Wyszło jak wyszło i na działkę wyprowadzam się dopiero po obiedzie, zajrzałam więc na forum i z radością przywitałam miłych Gości, którym jeszcze dzisiaj odpowiem.
Ponieważ M pojechał do pracy, mam mnóstwo czasu dla siebie, co wykorzystałam zgodnie z zainteresowaniami. Jak się zapewne domyślacie, zajrzałam wszędzie tam, gdzie mogłam znaleźć jakieś ciekawostki ogrodnicze.

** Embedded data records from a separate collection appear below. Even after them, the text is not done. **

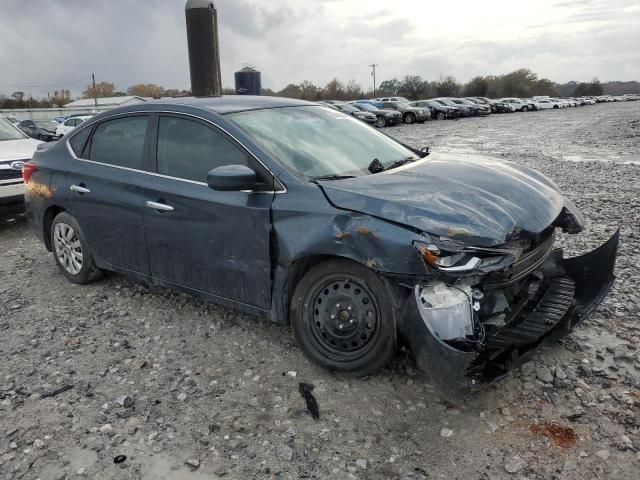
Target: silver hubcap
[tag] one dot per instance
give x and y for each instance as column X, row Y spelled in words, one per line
column 68, row 248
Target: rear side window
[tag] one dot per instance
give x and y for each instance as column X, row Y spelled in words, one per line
column 78, row 141
column 120, row 142
column 188, row 149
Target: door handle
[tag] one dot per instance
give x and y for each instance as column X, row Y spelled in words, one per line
column 79, row 189
column 160, row 206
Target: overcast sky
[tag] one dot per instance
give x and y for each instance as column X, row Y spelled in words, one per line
column 50, row 44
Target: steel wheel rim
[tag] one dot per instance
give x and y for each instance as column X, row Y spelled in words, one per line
column 344, row 317
column 68, row 248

Nie znalazłam nic ciekawego, ale by wynagrodzić sobie stracony czas, przytargałam jedną żurawkę.
Juleczko - kochana jesteś i bardzo Ci za wszystko dziękuję.
Również za te niebieskości, które zawsze mi przypominają Ciebie.
Maryniu - kochana, konkurencja to może Ci wyrasta, ale nie tutaj.

Niemniej dziękuję za tak cieplutką ocenę moich niezbyt udolnych wypocin fotograficznych.

Ale nie powiem, staram się jak mogę.
Jestem przekonana, że wszystkie życzenia zostaną spełnione, za serdeczne dzięki.
Iwonko1 - miło łaskoczą takie dobre oceny moich kwiatuchów, za co serdecznie Ci dziękuję.
Co do wolnego miejsca na działce to mamy podobny problem,

ale po upchnięciu kolanem dajemy radę upchnąć jeszcze to i owo.
Masz rację. Kawusia skoro świt degustowana na łonie smakuje wyśmienicie,

dziękuję.
Pysznogłówka cytrynowa z nasion od Ciebie też już zakwitła.